Of the seven birds in the list, Black-throated Sparrows were the most conspicuous, often appearing in flocks of fifteen to twenty individuals. Back at K-Bar on recent afternoons as I sat reading in Henry, a certain Black-throated Sparrow often perched atop Henry's open door, not three feet from me. They are attractive little birds.

During my walks often I hear a couple of high-pitched notes, which I've discovered to be the warning calls being made by nervous Scaled Quails. Soon after such warnings, usually a covey of thirty to fifty quail explode into the air. When they land a safe distance from me, each bird runs -- not hops or flits -- to a hiding place. At K-Bar, each afternoon a flock of fifteen congregates to peck in the dust where recently a camping party tethered its horses, leaving seed among the hay and dried horse manure. Sometimes not fifteen feet from Henry, with me inside, the quail gather in a tight circle in the dust, with their heads pointing outwards, and then peck at such a frenetic, almost comical pace that they kick up dense dust-clouds. Each bird bears a conspicuous, pale head-crest that in late-afternoon light glows brightly, conveying to each bird the appearance of wearing a crown. What handsome, good-natured birds these are.

Yesterday for nearly two minutes I watched a Loggerhead Shrike chase a smaller bird, probably a Black-throated Sparrow. The two birds flew high into the sky and zig-zagged wonderfully and desperately, finally disappearing beyond my range of vision. Despite this enmity between the two species, this morning I've seen several shrikes perched on old flower-stalks of Sotol and Lechuguilla, and a couple of times perched nearby were sparrows.
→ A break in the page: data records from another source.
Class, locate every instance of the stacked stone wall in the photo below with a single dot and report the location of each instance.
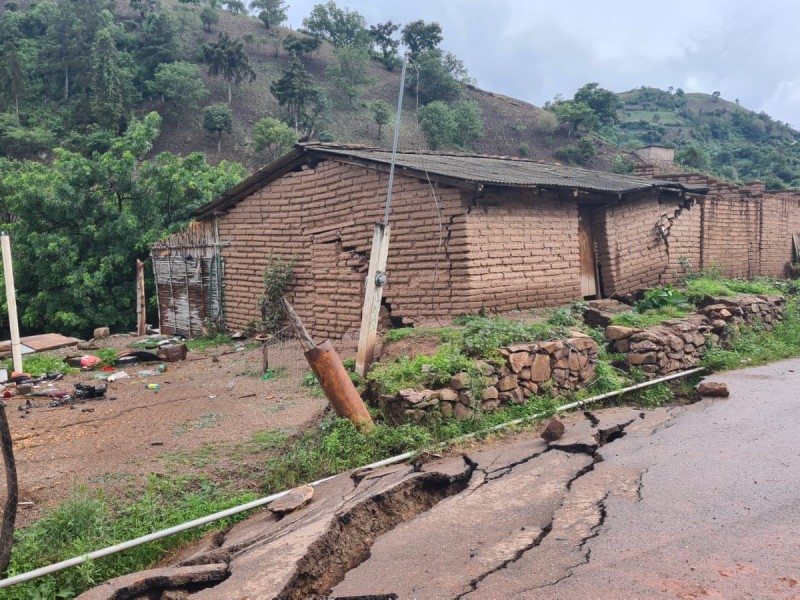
(554, 366)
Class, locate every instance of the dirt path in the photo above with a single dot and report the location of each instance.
(215, 397)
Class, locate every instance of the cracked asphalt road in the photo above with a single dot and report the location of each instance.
(689, 502)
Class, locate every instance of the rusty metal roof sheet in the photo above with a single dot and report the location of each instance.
(469, 169)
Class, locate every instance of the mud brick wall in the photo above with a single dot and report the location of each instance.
(780, 219)
(640, 242)
(520, 250)
(325, 217)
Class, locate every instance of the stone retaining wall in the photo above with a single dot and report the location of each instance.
(557, 366)
(679, 344)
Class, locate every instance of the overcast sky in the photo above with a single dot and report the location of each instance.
(533, 50)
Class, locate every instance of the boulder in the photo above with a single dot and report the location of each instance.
(713, 388)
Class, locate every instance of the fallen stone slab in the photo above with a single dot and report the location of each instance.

Perhaps shrikes attack only those birds whom they sense to be enfeebled, and the healthy sparrows behave accordingly.

"Chihuahuan Raven" is the new name for the bird that for years I've called "White-necked Raven." This species is smaller than the Common Raven, has a higher-pitched voice, and is something of a Southwestern specialty. Often I've seen it in northern Mexico's desert. Though the Chihuahuan Raven is completely black, sometimes it bends its head over in such a way that a few white feathers across the upper back become visible. This bird's Latin name is Corvus cryptoleucus.Corvus is the name the ancient Latin-speakers used for crows and ravens. The cryptois is from the Greek meaning "concealed," and leucusis from the Greek meaning "white." It's the raven with concealed white feathers.